The case with A simple loop of 20M operations are now down to 0.3 s that's
almost 20X improvements over
the best delimited continuation example (6s). Cpython takes 0.5s!

On Fri, Feb 11, 2022 at 1:10 PM Stefan Israelsson Tampe <
stefan.itampe@gmail.com> wrote:

> Hmm, I can improve the delimited continuation speed slightly by doing the
> below code
>
>
> (define prompt (list 1))
> (define (f2)
>   (let lp ((i 0))
>     (when (< i 20000000)
>       (begin
>         (abort-to-prompt prompt)
>         (lp (+ i 1)))))
>   #f)
>
>  ; 5.906402s real time, 12.297234s run time.  8.894807s spent in GC.
>
> So we are actually around 12X faster.
>
> (define (test2)
>   (let lp ((k f2))
>     (let ((k (call-with-prompt prompt k (lambda (k) k))))
>       (if k (lp k) #f))))
>
>
> On Fri, Feb 11, 2022 at 1:06 PM Stefan Israelsson Tampe <
> stefan.itampe@gmail.com> wrote:
>
>> I managed to make jitted code work for an example, speeds up the code up
>> 2x. So in 1s ther is 40M ops per s
>> overhead in the generator construct, that's essentially 4x slower the
>> fastest it can do in a very simple loop. And matches
>> pythons generators and are 15x faster than the example code I have above.
>>
>> On Thu, Feb 10, 2022 at 4:19 PM Stefan Israelsson Tampe <
>> stefan.itampe@gmail.com> wrote:
>>
>>> I did some benchmark, consider this code below. Let's turn off the jit.
>>> Then
>>> a 20M loop using normal delimited continuations yields,
>>>
>>> ;; 7.866898s real time, 14.809225s run time.  9.652291s spent in GC
>>>
>>> With a pausing continuation or generator we end up with,
>>> ;; 0.965947s real time, 0.965588s run time.  0.000000s spent in GC.
>>>
>>> python 3's similar generator example is executing at 0.5s for the same
>>> looop.
>>> so using delimited continuations to model pythons generators we have an
>>> overhead of around 15X.
>>>
>>> With jit,
>>> ;; 6.678504s real time, 13.589789s run time.  9.560317s spent in GC.
>>>
>>> So we can't really get any speedup help from guile's jit here.
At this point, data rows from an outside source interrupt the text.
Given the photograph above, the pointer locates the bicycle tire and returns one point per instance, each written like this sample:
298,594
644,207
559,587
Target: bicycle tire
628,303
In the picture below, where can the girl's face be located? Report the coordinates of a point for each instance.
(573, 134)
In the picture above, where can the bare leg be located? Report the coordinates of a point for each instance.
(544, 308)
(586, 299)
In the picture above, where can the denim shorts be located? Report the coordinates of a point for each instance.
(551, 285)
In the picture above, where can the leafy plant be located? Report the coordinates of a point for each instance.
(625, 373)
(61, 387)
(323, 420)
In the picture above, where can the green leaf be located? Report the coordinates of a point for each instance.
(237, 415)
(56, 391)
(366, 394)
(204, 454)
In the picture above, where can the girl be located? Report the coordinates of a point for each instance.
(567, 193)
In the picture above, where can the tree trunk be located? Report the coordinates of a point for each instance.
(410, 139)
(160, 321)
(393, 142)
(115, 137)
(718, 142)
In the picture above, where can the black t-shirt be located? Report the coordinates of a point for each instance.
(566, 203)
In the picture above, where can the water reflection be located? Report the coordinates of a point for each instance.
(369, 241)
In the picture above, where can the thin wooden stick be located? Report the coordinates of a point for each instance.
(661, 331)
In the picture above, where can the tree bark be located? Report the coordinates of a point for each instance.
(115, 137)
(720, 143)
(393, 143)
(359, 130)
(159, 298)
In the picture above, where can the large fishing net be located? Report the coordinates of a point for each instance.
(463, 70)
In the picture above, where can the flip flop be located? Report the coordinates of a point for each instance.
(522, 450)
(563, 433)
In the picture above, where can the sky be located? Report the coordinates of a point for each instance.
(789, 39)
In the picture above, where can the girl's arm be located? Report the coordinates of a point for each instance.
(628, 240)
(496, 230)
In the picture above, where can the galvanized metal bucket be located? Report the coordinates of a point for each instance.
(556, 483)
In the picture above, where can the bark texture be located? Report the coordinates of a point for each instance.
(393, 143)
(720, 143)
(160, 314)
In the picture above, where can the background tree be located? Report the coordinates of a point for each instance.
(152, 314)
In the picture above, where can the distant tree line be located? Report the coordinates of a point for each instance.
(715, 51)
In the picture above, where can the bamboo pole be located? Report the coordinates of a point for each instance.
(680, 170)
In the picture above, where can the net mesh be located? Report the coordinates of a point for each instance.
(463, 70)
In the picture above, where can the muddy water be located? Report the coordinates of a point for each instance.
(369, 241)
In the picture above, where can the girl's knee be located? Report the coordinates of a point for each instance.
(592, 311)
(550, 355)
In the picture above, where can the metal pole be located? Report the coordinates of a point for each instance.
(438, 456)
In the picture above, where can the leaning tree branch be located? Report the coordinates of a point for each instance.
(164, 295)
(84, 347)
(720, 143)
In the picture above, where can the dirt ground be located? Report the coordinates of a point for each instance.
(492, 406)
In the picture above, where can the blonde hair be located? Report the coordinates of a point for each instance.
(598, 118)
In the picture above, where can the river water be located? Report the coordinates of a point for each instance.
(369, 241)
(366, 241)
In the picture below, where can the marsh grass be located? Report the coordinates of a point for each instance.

The
>>> paused jit version is not available as I have not figured out how to do
>>> this jet.
>>>
>>> (define prompt (list 1))
>>> (define (f)
>>>   (let lp ((i 0))
>>>     (when (< i 20000000)
>>>       (begin
>>>         (abort-to-prompt prompt)
>>>         (lp (+ i 1))))))
>>>
>>> (define (test2)
>>>   (let lp ((k f))
>>>     (call-with-prompt prompt k lp)))
>>>
>>>
>>>
>>> On Thu, Feb 10, 2022 at 2:07 PM Stefan Israelsson Tampe <
>>> stefan.itampe@gmail.com> wrote:
>>>
>>>> Consider a memory barrier idiom constructed from
>>>> 0, (mk-stack)
>>>> 1. (enter x)
>>>> 2. (pause x)
>>>> 3. (leave x)
>>>>
>>>> The idea is that we create a separate stack object and when entering
>>>> it, we will swap the current stack with the one in the argument saving the
>>>> current stack in x  and be in the 'child' state and move to a paused
>>>> position in case of a pause, when pausing stack x, we will return to where
>>>> after where entered saving the current position in stack and ip, and be in
>>>> state 'pause' and when we leave we will be in the state 'leave and move
>>>> to the old stack, using the current
>>>> ip. At first encounter the function stack frame is copied over hence
>>>> there will be a fork limited to the function only.
>>>>
>>>> This means that we essentially can define a generator as
>>>> (define (g x)
>>>>   (let lp ((n 0))
>>>>     (if (< n 10)
>>>>         (begin
>>>>            (pause x)
>>>>            (lp (+ n 1))))))
>>>>
>>>> And use it as
>>>> (define (test)
>>>>     (let ((x (mk-stack)))
>>>>         (let lp ()
>>>>            (case (enter x)
>>>>                ((pause)
>>>>                    (pk 'pause)
>>>>                    (lp))
>>>>                 ((child)
>>>>                  (g x)
>>>>                  (leave x))))))))
>>>>
>>>> A paused or leaved stack cannot be paused, an entered stack cannot be
>>>> entered and one cannot leave a paused stack, but enter a leaved stack.
>>>>
>>>> Anyhow this idea is modeled like a fork command instead of functional
>>>> and have the benefit over delimited continuations that one does not need to
>>>> copy the whole stack and potentially speed up generator like constructs.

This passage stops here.